Na China, plataformas paralelas equivalentes foram desenvolvidas. A versão chinesa do WhatsApp, por exemplo, é o WeChat. Para a maioria dos usuários, ambas as versões representam dois mundos separados que não se comunicam entre si.
A ruptura
A China começou a dissociar-se da internet, que era dominada por empresas americanas, em 1998. Na época, o Partido Comunista Chinês criou o Grande Firewall para filtrar conteúdo indesejado do exterior. Em 2010, o Google retirou-se da China após não conseguir chegar a um acordo sobre as diretrizes de censura com o governo, entre outras coisas.
Em 2011, foi fundada a autoridade que regula a internet na China nacional e é responsável pela censura online (e organiza a Conferência Mundial da Internet). O departamento agora se chama Administração do Ciberespaço da China.
Desta forma, o PCC criou um mercado bem definido, com 1,4 bilhão de usuários chineses, no qual as suas próprias empresas digitais cresceram e prosperaram.
O caminho especial da China ter sido bem-sucedido, num certo sentido, também pode ser visto pelo fato de os gigantes chineses da internet serem agora bastante competitivos com os dos EUA. A única rede social que não vem dos EUA e ainda é competitiva globalmente é o TikTok, da China.
A luta pela internet do futuro
Mas a China – como mostra o caso TikTok – já não se contenta em ser o mundo paralelo. Pelo contrário: quer se expandir. O debate sobre a internet do futuro já se arrasta há muito tempo. O setor privado, os interesses políticos e geopolíticos estão se misturando na batalha pela tecnologia chave da internet.
O melhor exemplo é a disputa envolvendo a Huawei, uma das mais importantes empresas de equipamentos e hardware de telecomunicações do mundo e maior fornecedora de tecnologia 5G. Críticos nos EUA e no Ocidente acusam a empresa de usar “um cavalo de Tróia” para entrar nos países estrangeiros – com o argumento de que, em última análise, a Huawei é obrigada a fornecer informações ao PCC.

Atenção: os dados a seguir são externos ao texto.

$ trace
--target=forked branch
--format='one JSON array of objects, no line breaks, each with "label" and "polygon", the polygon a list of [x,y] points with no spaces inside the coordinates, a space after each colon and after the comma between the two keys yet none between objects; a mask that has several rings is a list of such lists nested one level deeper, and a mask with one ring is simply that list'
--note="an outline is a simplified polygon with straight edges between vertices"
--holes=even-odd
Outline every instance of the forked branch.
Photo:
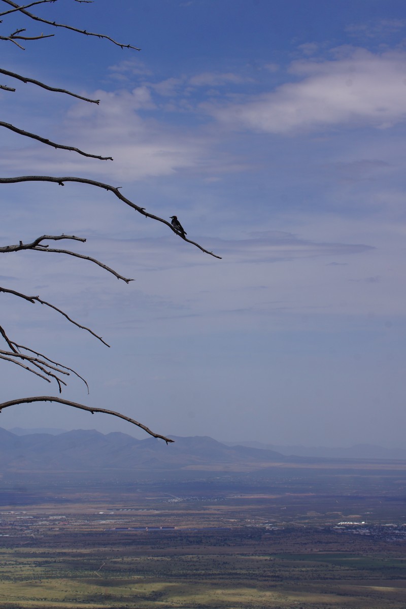
[{"label": "forked branch", "polygon": [[[135,51],[141,51],[141,49],[138,48],[136,46],[132,46],[131,44],[123,44],[122,43],[117,42],[116,40],[113,40],[112,38],[110,36],[106,36],[105,34],[98,34],[94,33],[92,32],[87,32],[86,30],[80,30],[77,27],[73,27],[72,26],[64,25],[63,23],[57,23],[55,21],[49,21],[46,19],[43,19],[41,17],[38,17],[36,15],[33,15],[32,13],[29,13],[27,10],[26,10],[25,7],[16,4],[14,2],[12,2],[12,0],[2,0],[2,2],[5,2],[6,4],[10,5],[10,6],[13,7],[16,10],[19,11],[23,15],[26,15],[30,19],[33,19],[35,21],[39,21],[41,23],[46,23],[49,26],[54,26],[54,27],[63,27],[65,29],[71,30],[72,32],[77,32],[80,34],[84,34],[85,36],[95,36],[96,38],[103,38],[105,40],[110,40],[112,42],[113,44],[116,44],[117,46],[121,47],[122,49],[133,49]],[[41,4],[41,2],[39,2]]]},{"label": "forked branch", "polygon": [[[21,74],[17,74],[15,72],[10,72],[9,70],[4,70],[1,68],[0,68],[0,74],[4,74],[5,76],[10,76],[10,78],[16,79],[17,80],[21,80],[21,82],[26,83],[30,82],[33,85],[41,87],[43,89],[46,89],[47,91],[52,91],[57,93],[65,93],[66,95],[71,95],[72,97],[82,99],[84,102],[89,102],[91,104],[99,104],[100,102],[100,99],[89,99],[88,97],[83,97],[81,95],[78,95],[77,93],[72,93],[72,91],[68,91],[66,89],[58,89],[55,86],[50,86],[49,85],[46,85],[40,80],[35,80],[34,79],[29,78],[27,76],[21,76]],[[15,89],[9,88],[4,86],[0,87],[0,88],[7,89],[7,91],[15,91]]]},{"label": "forked branch", "polygon": [[[67,319],[68,322],[72,323],[74,326],[80,328],[82,330],[86,330],[86,332],[91,334],[92,336],[94,336],[95,338],[97,339],[98,340],[100,340],[100,342],[102,342],[103,345],[106,345],[106,347],[110,347],[110,346],[107,344],[105,340],[103,340],[101,336],[95,334],[95,333],[93,332],[93,330],[91,330],[89,328],[87,328],[86,326],[82,326],[80,323],[78,323],[77,322],[75,322],[74,319],[69,317],[69,316],[65,313],[65,311],[62,311],[61,309],[58,309],[58,307],[55,306],[54,304],[52,304],[51,303],[47,302],[46,300],[43,300],[39,296],[27,296],[27,294],[23,294],[21,292],[16,292],[15,290],[10,290],[7,287],[1,287],[1,286],[0,286],[0,293],[1,292],[3,292],[5,294],[13,294],[13,296],[17,296],[18,298],[23,298],[24,300],[27,300],[29,303],[32,303],[33,304],[35,304],[36,302],[40,303],[40,304],[44,304],[46,306],[49,307],[50,309],[53,309],[58,313],[60,313],[66,319]],[[1,330],[0,330],[0,334],[2,334]],[[3,337],[6,340],[8,340],[4,334],[3,334]],[[10,343],[9,343],[9,345],[10,346]],[[24,348],[26,349],[26,347],[24,347]]]},{"label": "forked branch", "polygon": [[22,241],[19,242],[18,245],[5,245],[3,247],[0,247],[0,253],[8,253],[10,252],[19,252],[21,250],[33,250],[35,252],[48,252],[52,253],[57,254],[66,254],[68,256],[73,256],[76,258],[82,258],[83,260],[89,260],[90,262],[94,262],[97,264],[97,266],[101,267],[102,269],[104,269],[108,273],[111,273],[111,275],[114,275],[115,277],[117,279],[121,279],[122,281],[125,281],[125,283],[130,283],[130,281],[133,281],[133,279],[128,279],[127,277],[124,277],[122,275],[120,275],[117,271],[115,271],[114,269],[111,269],[108,267],[106,264],[101,262],[100,260],[97,260],[96,258],[93,258],[91,256],[85,256],[83,254],[78,254],[75,252],[71,252],[70,250],[59,250],[55,249],[54,248],[49,247],[47,245],[42,245],[41,241],[52,240],[54,241],[58,241],[62,239],[70,239],[75,241],[82,241],[83,243],[86,242],[86,239],[82,237],[75,237],[74,235],[68,235],[68,234],[61,234],[61,235],[51,235],[51,234],[43,234],[41,237],[38,237],[37,239],[35,239],[32,243],[23,244]]},{"label": "forked branch", "polygon": [[132,201],[130,200],[126,197],[121,194],[119,190],[119,187],[117,188],[115,186],[112,186],[110,184],[105,184],[103,182],[99,182],[95,180],[89,180],[88,178],[77,178],[70,177],[65,177],[61,178],[54,177],[51,175],[19,175],[13,178],[0,178],[0,184],[15,184],[16,182],[54,182],[54,183],[58,184],[60,186],[65,186],[64,182],[80,182],[82,184],[89,184],[90,186],[96,186],[98,188],[103,188],[105,190],[110,191],[110,192],[113,192],[113,194],[119,199],[121,201],[122,201],[127,205],[135,209],[139,213],[142,214],[146,218],[152,218],[152,220],[156,220],[159,222],[162,222],[163,224],[166,224],[169,228],[172,230],[173,233],[178,236],[181,237],[184,241],[187,241],[187,243],[191,244],[192,245],[195,245],[198,247],[199,250],[201,252],[204,252],[206,254],[209,254],[210,256],[213,256],[215,258],[219,258],[221,260],[221,256],[217,256],[217,254],[214,254],[212,252],[209,252],[208,250],[206,250],[201,245],[199,245],[198,243],[196,243],[195,241],[192,241],[191,239],[187,239],[186,237],[183,237],[179,233],[172,227],[172,224],[164,220],[164,218],[159,217],[159,216],[154,216],[153,214],[150,214],[147,211],[145,211],[145,208],[140,207],[139,205],[136,205]]},{"label": "forked branch", "polygon": [[133,425],[136,425],[137,427],[144,429],[144,431],[153,437],[164,440],[167,444],[174,442],[174,440],[171,440],[170,438],[167,438],[164,435],[161,435],[160,434],[154,433],[153,431],[151,431],[150,429],[145,425],[143,425],[142,423],[139,423],[135,419],[130,418],[130,417],[126,417],[125,415],[122,415],[121,412],[107,410],[105,408],[93,408],[91,406],[85,406],[83,404],[79,404],[77,402],[71,402],[68,400],[63,400],[62,398],[57,398],[53,396],[33,396],[29,398],[21,398],[18,400],[10,400],[7,402],[2,402],[0,403],[0,412],[4,408],[8,408],[9,406],[15,406],[19,404],[32,404],[33,402],[58,402],[60,404],[65,404],[68,406],[72,406],[73,408],[79,408],[82,410],[87,410],[88,412],[91,412],[92,414],[94,412],[103,412],[105,414],[111,415],[113,417],[117,417],[119,418],[124,419],[124,421],[131,423]]},{"label": "forked branch", "polygon": [[[58,362],[55,362],[42,353],[33,351],[29,347],[14,342],[9,338],[1,326],[0,326],[0,334],[3,337],[10,350],[7,351],[1,349],[0,359],[5,360],[7,362],[10,362],[21,368],[24,368],[24,370],[27,370],[29,372],[40,376],[44,381],[46,381],[47,382],[51,382],[51,379],[54,379],[58,384],[60,393],[62,391],[62,385],[66,386],[66,383],[65,381],[62,380],[59,375],[65,375],[66,376],[69,376],[70,373],[72,372],[75,376],[77,376],[81,381],[83,381],[88,390],[88,393],[89,393],[89,386],[87,382],[75,370],[69,368],[68,366],[64,366],[63,364],[60,364]],[[23,353],[23,351],[26,351],[26,353]],[[41,371],[38,371],[39,370]],[[57,374],[55,373],[57,373]]]},{"label": "forked branch", "polygon": [[2,121],[0,121],[0,127],[5,127],[6,129],[10,129],[10,131],[13,131],[15,133],[18,133],[19,135],[24,135],[26,138],[31,138],[32,139],[37,139],[39,142],[46,144],[47,146],[52,146],[53,148],[60,148],[62,150],[71,150],[74,152],[77,152],[78,154],[80,154],[83,157],[88,157],[89,158],[98,158],[100,161],[113,161],[111,157],[100,157],[96,154],[89,154],[88,152],[83,152],[83,150],[79,150],[79,148],[75,148],[74,146],[65,146],[61,144],[56,144],[55,142],[51,142],[50,139],[42,138],[40,135],[31,133],[29,131],[24,131],[23,129],[19,129],[18,127],[15,127],[14,125],[12,125],[9,122],[4,122]]}]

Clive Hamilton e Mareike Ohlberg descreveram a empresa em seu livro The Silent Conquest como o melhor exemplo de “como o PCC combina espionagem, roubo de propriedade intelectual e operações de influência”. A Huawei, porém, sempre negou as acusações, e até hoje não há evidências de que a empresa realmente instale os chamados backdoors para espionagem.
Influência da China no Indo-Pacífico
Independentemente disso, a dicotomia do mundo da internet continua se espalhando. Em novembro de 2022, a Comissão Federal de Comunicações (FCC) dos EUA proibiu a importação e comercialização de determinados produtos Huawei nos EUA por razões de segurança nacional. No final de 2023, a China emitiu uma diretriz determinando que os computadores governamentais não usassem chips Intel ou software Microsoft o mais rapidamente possível.
Os países terceiros que não têm a sua própria indústria tecnológica estão tendo que, cada vez mais, decidir de que lado ficar. Os EUA foram os líderes durante muito tempo, mas no Indo-Pacífico e especialmente no Camboja, Paquistão e Tailândia, mas também na Malásia e no Nepal, a China ganhou influência significativa, de acordo com o think tank Article 19.
Nenhum país foi tão longe quanto o Camboja. “É o melhor exemplo de um país que adota o autoritarismo digital ao estilo chinês. Desde 2021, o Camboja tem trabalhado para introduzir a sua própria versão do Grande Firewall como parte de um portal nacional da internet”, afirma o estudo.
Segundo os autores, a China tem cada vez mais sucesso na restrição da internet livre, aberta e interoperável com a sua Rota da Seda Digital.